The decision was selfish, he says. “What exactly is so courageous, heroic or inspiring about quitting on your team and country in an Olympics?”
Biles was selfless
Biles was being selfless, Alexandra DeSanctis writes at National Review. She would have dragged down the USA team’s scores if she was really that off, and chose not to risk it. “It was a courageous and humble thing to do.”
. . . But her timing was off
Amber Athey at The Spectator says when Simone Biles decided to drop out presents a problem. If she had doubts she should have given up her spot earlier to someone else. And it seems unfair for her to participate in individual events next week. “Will the media and the US gymnastics team consider the effect that Biles’s withdrawal may have had on [her teammates] mental health?”
The ‘twisties’
It is mysterious what contributes to an talented athlete suddenly losing their ability, like a golfer who keeps shanking the ball. Gymnasts call it “the twisties,” slang for “her mind was stopping her physically from doing what she could normally do,” Louise Radnofsky and Andrew Beaton explain in the Wall Street Journal.

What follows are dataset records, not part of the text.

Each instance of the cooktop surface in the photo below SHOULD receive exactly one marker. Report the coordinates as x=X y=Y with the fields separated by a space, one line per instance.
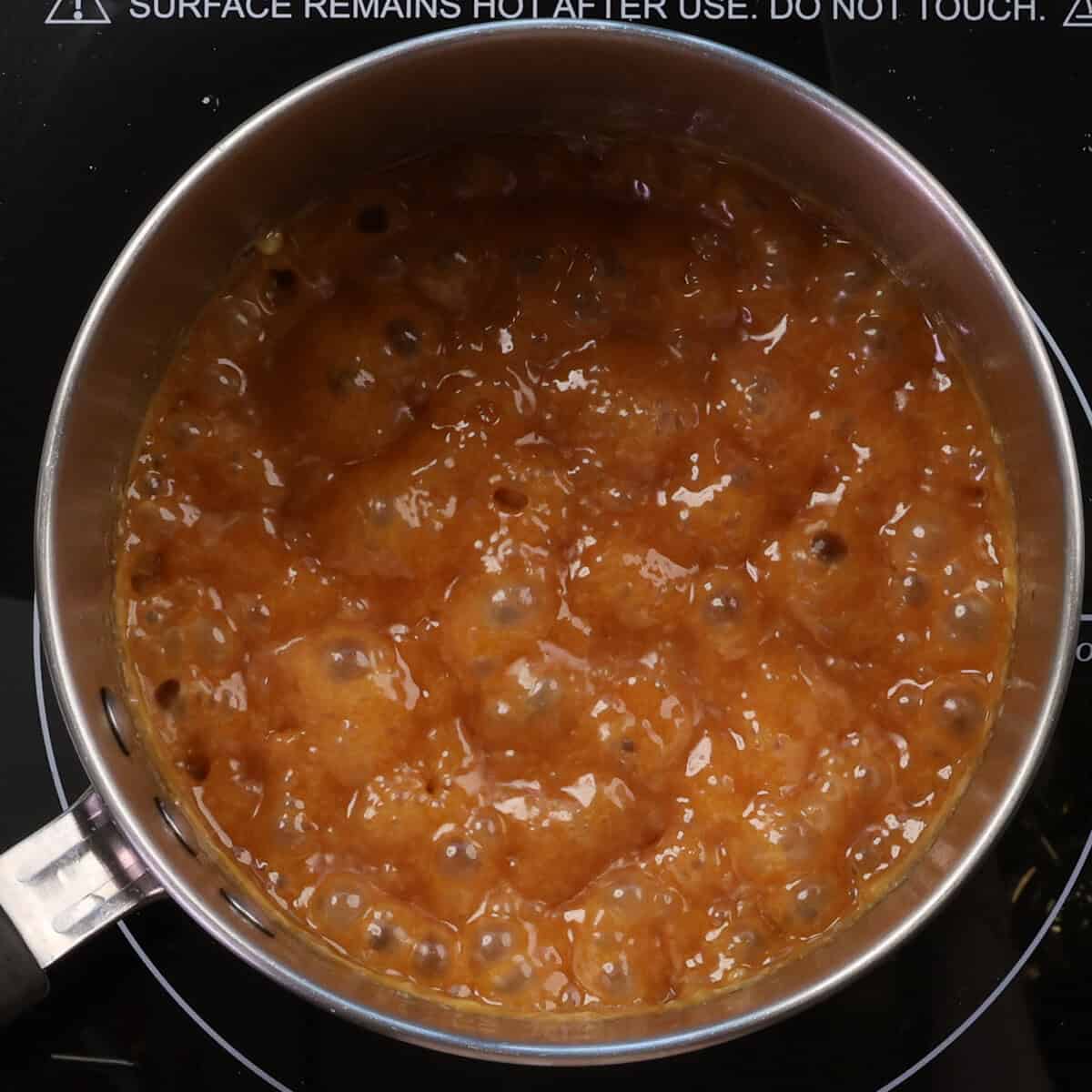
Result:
x=102 y=113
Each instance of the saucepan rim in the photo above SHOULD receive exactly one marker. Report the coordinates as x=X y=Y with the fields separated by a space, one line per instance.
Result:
x=235 y=938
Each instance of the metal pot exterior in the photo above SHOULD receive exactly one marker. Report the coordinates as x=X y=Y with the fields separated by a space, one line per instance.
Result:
x=581 y=76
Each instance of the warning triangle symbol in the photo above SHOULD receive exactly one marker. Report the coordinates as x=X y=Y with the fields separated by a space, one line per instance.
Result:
x=1081 y=15
x=77 y=14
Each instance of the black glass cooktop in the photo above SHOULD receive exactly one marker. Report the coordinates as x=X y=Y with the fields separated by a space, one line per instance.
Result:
x=98 y=118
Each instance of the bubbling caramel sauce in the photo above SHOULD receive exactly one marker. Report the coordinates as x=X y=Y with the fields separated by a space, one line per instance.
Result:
x=568 y=574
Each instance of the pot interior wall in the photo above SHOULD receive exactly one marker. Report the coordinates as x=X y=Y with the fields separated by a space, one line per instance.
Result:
x=512 y=79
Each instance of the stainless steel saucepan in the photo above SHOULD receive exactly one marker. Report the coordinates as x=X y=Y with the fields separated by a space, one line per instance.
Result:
x=128 y=842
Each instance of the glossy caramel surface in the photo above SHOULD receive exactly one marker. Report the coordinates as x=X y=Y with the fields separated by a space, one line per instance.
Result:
x=568 y=574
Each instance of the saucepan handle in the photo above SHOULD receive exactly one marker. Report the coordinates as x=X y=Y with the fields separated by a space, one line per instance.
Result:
x=58 y=887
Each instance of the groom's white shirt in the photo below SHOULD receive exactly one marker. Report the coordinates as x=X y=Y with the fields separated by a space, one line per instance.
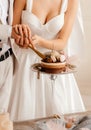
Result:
x=6 y=12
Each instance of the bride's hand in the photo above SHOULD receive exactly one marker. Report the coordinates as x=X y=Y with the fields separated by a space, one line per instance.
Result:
x=24 y=32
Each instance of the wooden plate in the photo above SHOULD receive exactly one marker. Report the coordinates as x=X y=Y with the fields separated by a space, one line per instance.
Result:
x=53 y=65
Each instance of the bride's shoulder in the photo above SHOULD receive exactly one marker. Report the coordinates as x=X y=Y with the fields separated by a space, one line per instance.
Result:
x=20 y=3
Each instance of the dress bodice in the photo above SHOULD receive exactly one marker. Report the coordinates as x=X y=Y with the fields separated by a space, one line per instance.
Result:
x=48 y=30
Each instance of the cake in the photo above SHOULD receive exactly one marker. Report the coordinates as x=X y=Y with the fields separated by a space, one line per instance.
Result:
x=54 y=62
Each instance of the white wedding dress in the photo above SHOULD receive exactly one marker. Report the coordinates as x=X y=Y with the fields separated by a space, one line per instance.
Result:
x=31 y=97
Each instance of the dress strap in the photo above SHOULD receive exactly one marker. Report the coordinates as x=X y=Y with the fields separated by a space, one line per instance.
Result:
x=29 y=5
x=64 y=6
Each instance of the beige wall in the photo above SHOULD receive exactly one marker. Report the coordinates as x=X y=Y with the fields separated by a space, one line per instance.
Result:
x=84 y=74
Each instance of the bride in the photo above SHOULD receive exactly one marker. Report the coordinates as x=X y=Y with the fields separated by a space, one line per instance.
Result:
x=46 y=25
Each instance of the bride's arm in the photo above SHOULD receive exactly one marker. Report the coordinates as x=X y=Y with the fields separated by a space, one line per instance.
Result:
x=20 y=29
x=60 y=42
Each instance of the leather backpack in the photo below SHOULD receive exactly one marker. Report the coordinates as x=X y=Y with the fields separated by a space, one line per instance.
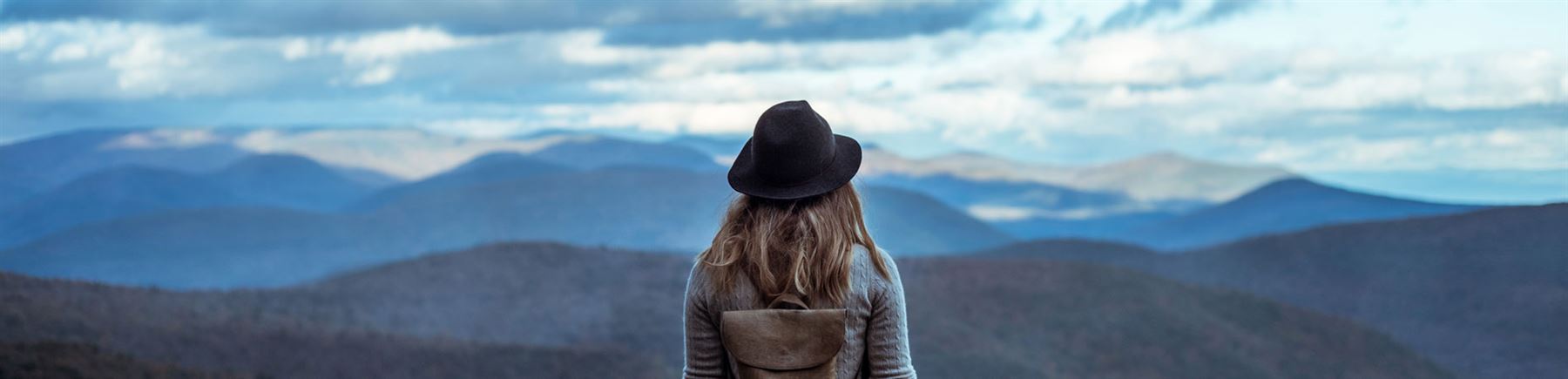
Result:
x=784 y=340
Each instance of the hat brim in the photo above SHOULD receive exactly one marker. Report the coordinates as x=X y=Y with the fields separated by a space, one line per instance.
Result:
x=744 y=176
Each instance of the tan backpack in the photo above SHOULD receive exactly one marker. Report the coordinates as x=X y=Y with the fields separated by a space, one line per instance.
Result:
x=784 y=340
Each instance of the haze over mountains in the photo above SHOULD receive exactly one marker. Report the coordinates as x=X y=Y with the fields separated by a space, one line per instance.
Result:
x=341 y=226
x=162 y=204
x=572 y=312
x=1024 y=200
x=1482 y=294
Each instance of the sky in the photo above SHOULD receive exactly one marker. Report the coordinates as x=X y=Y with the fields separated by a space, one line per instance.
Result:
x=1446 y=100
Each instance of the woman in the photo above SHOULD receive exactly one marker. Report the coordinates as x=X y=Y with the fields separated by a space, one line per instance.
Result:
x=797 y=229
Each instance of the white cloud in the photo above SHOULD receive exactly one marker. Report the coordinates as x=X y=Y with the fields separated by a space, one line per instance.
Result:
x=297 y=49
x=389 y=46
x=375 y=76
x=478 y=127
x=1489 y=149
x=70 y=52
x=13 y=38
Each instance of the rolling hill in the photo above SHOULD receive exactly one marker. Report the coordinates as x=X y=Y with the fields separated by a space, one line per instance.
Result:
x=49 y=359
x=233 y=332
x=626 y=207
x=1286 y=206
x=1156 y=178
x=968 y=316
x=1482 y=294
x=258 y=180
x=496 y=166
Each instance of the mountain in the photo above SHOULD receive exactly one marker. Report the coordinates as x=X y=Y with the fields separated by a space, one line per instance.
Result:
x=1101 y=227
x=1159 y=179
x=237 y=332
x=591 y=152
x=496 y=166
x=720 y=147
x=911 y=223
x=290 y=182
x=1286 y=206
x=258 y=180
x=49 y=359
x=1027 y=198
x=1482 y=294
x=1168 y=176
x=968 y=316
x=626 y=207
x=58 y=159
x=107 y=194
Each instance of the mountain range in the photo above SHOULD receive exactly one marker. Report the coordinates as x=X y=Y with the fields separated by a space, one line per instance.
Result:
x=496 y=198
x=1482 y=294
x=615 y=314
x=284 y=218
x=258 y=180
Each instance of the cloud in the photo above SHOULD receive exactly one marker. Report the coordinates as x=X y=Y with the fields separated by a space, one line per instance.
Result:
x=1225 y=80
x=632 y=23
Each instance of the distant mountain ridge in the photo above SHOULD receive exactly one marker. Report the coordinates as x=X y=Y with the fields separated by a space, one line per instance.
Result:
x=1156 y=178
x=535 y=302
x=1286 y=206
x=625 y=207
x=1479 y=292
x=258 y=180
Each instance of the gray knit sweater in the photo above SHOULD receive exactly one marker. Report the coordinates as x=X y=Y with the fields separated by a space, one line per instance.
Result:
x=875 y=335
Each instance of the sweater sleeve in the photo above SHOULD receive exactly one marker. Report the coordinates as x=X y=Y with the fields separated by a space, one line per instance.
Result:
x=888 y=331
x=705 y=353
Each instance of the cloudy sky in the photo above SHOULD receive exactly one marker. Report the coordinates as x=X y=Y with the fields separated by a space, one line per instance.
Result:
x=1456 y=100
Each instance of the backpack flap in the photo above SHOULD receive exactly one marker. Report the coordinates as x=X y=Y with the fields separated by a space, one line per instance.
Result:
x=783 y=340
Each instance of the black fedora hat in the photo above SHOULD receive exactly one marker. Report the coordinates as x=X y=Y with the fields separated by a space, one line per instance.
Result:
x=794 y=154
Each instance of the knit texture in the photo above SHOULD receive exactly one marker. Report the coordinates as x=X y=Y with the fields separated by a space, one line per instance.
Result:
x=877 y=335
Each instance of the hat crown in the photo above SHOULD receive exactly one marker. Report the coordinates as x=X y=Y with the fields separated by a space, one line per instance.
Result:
x=792 y=143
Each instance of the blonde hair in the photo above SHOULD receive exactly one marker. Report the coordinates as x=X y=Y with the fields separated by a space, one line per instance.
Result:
x=801 y=247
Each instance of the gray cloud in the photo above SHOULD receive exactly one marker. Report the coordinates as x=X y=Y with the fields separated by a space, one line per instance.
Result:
x=1225 y=10
x=637 y=23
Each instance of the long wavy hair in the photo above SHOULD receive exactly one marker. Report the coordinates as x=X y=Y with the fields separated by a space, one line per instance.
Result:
x=801 y=247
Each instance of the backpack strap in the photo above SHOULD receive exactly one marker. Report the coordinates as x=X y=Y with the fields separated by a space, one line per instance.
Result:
x=786 y=301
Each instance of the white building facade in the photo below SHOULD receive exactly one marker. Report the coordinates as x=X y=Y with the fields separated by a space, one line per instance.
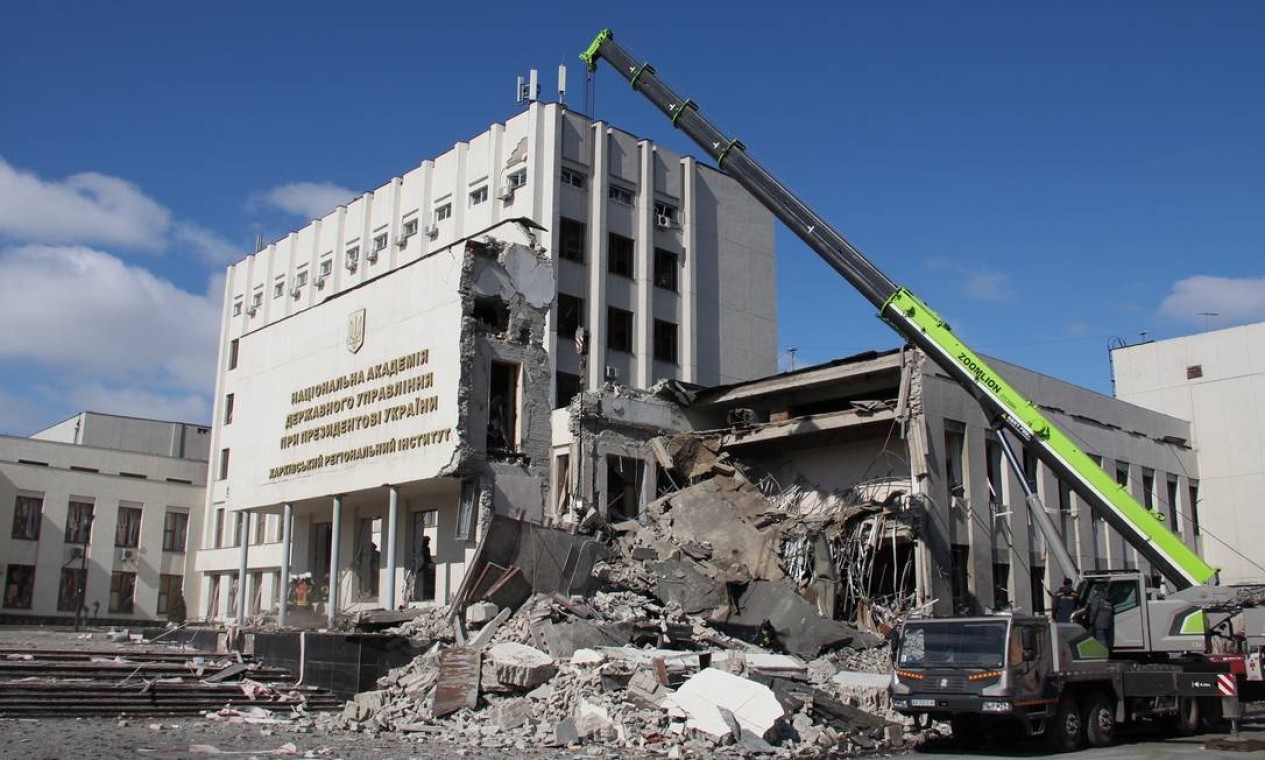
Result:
x=103 y=511
x=387 y=372
x=1216 y=381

It’s not just frustrating, it’s dangerous. “If a gymnast’s ankle isn’t working right, or her head is in the wrong place, and she flips at speed and it doesn’t work out, she can die.”
And importantly, “Biles could not just snap out of it.”
Whatever you think, don’t celebrate quitting
It’s perfectly right for Biles to pull out of competition, especially if she thought she might hurt herself, Dan McLaughlin writes at National Review. But this shouldn’t be used as a broader lesson that if the going gets tough, quit.
“This is part of a broader tendency these days to medicalize our language and to celebrate victims and suffering rather than celebrating heroism, accomplishment, perseverance, and endurance. What a society chooses to glorify and encourage, it gets more of,” he writes.
“Because living, not withdrawing from it, is still the point of life.”